We give the Toyota Fortuner a future by reviving a name from the past
- shares

Oh Fortuner.

If there was ever a car that seemed to snatch defeat from the jaws of victory in the Australian new car market, it is Toyota’s HiLux-based 4WD wagon, the Fortuner.

Launched in 2015, the Toyota Fortuner had all the right components for success. A seven-seat, off-road wagon from Australia’s top-selling manufacturer based on the country’s highest-selling vehicle, in a sales category which makes up approximately 10 per cent of all annual new-car purchases – it was almost too good to be true.

And, well, it was. Fortuner sales peaked in 2016 at 3871 and declined from there. So much so that, so far this year, just 933 have been sold.

It has been a tough time, sure, but when you consider the Toyota Hilux has sold 12,465 units, the Landcruiser Prado 6528 and Kluger 3551, it really highlights how far off the pace the Fortuner is.

In fact, of all the other ute-based wagons, the Fortuner has been outsold by the Ford Everest (2024), Isuzu MU-X (2359) and Mitsubishi Pajero Sport (2272). Only the Holden Trailblazer (867) falls short, and well… they don’t sell that anymore.

Why didn’t it succeed? Basically, every other option was better.

At its price point (Crusade is $58,290 plus on-roads), you’re better off with a Prado. In its class, you’re going to get more value from an MU-X or more updated technology from a Pajero Sport.

It isn’t very well packaged as the ride is too firm for a family car, and the third-row seats hinge to the side when not in use, compromising the load area and rearward vision.

Plus, the exterior design wasn’t to all tastes and let's not even start on the ‘burgundy’ seat trim.

But we have an idea to fix this, and it won't take much.

Bring back the 4Runner

Back in 1984, you could buy a two-door Toyota HiLux 4Runner, which was basically a 4X4 HiLux with a back seat, a removable fibre-glass canopy and cool stickers. Salvatore, in our media team, even owns one!

In 1990, the HiLux name was dropped from the model, but the 4Runner kept the ute’s mechanical underpinnings to become a four-door off-road family wagon.

You know, like a Fortuner.

Grey-market imports called HiLux Surf (which was essentially the same but could be had with a 3.0-litre diesel) also found their way here.

The 4Runner stayed on sale until 1996, after which it was replaced in showrooms by the LandCruiser Prado.

And, while you can still buy a 4Runner in other markets (based on the 150-Series Prado), we haven’t seen the badge locally now for nearly 25 years.

So why not trade on this nameplate equity and bring the 4Runner back?

The 2021 Toyota Fortuner 4Runner has a pretty cool ring to it, no?

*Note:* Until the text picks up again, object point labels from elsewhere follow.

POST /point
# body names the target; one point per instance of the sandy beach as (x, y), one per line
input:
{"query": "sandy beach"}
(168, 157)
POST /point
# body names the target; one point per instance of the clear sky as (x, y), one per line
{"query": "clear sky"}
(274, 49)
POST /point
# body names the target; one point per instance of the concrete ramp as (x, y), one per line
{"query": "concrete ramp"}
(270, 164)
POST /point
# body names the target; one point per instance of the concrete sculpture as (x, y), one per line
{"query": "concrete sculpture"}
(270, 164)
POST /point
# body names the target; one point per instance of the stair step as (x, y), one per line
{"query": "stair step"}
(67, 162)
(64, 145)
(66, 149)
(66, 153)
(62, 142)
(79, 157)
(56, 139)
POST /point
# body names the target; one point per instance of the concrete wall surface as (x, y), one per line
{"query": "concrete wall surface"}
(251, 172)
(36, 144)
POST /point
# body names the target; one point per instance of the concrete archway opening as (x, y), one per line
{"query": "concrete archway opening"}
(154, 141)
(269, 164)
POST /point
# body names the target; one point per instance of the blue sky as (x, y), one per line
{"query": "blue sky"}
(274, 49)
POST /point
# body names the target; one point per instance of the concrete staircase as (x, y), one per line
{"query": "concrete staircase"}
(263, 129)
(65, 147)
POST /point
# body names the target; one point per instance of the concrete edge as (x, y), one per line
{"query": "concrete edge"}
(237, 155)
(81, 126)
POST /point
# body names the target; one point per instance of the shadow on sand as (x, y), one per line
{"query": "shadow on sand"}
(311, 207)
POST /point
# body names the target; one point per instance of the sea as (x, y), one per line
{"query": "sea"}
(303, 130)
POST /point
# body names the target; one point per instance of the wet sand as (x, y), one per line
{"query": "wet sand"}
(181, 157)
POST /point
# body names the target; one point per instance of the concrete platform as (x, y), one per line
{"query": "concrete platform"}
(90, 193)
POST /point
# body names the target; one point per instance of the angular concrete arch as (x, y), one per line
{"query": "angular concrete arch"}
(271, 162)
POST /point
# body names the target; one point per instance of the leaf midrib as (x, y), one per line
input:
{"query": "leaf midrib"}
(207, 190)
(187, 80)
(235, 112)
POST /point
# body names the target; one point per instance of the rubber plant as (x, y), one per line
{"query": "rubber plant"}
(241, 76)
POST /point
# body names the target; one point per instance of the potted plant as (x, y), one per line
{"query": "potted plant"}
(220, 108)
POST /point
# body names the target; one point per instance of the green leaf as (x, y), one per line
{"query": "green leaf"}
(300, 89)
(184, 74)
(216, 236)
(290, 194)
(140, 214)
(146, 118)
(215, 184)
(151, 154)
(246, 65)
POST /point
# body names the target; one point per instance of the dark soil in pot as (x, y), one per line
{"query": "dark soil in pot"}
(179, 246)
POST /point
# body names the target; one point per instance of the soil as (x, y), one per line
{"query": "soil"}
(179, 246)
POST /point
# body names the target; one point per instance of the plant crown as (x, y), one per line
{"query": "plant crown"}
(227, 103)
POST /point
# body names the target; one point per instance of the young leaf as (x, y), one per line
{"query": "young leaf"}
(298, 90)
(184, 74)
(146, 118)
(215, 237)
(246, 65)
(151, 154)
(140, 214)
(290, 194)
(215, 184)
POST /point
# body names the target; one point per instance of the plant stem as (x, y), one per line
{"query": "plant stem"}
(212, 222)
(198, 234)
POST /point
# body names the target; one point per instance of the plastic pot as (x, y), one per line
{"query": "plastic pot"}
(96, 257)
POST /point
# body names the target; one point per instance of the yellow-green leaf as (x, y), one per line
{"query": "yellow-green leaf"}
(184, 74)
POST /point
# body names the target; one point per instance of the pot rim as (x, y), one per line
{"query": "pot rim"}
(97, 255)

We think you could build on the entry-level Fortuner GX, add some contrasting trim, decals and a bit more of a retro lifestyle vibe to make a family-friendly 4Runner appeal to sub-$50k wagon buyers.

Offer a different seat trim (please), and bring back the manual transmission option (last available in 2018) to set the 4Runner as a ‘one-up-from-base’ lifestyle spec.

Make those side-stowable third-row seats easily removable (or even optional), roll in the announced updates to the Hilux’s tech and driveline, add a larger sidewall tyre for better ride comfort and we might just start to see these things find a market.

We know the HiLux platform performs well off-road, and has a great reputation for reliability, so why not make it ‘fun’?

While we’re here too, we imagined what a modern two-door 4Runner would look like, with a removable fibreglass canopy and, even more stickers.

While this one would require a full re-engineer, we think our four-door 2021 Toyota Fortuner 4Runner is a much more viable option.

What are your thoughts? Would you consider a ‘fun again’ Toyota 4Runner in a modern guise?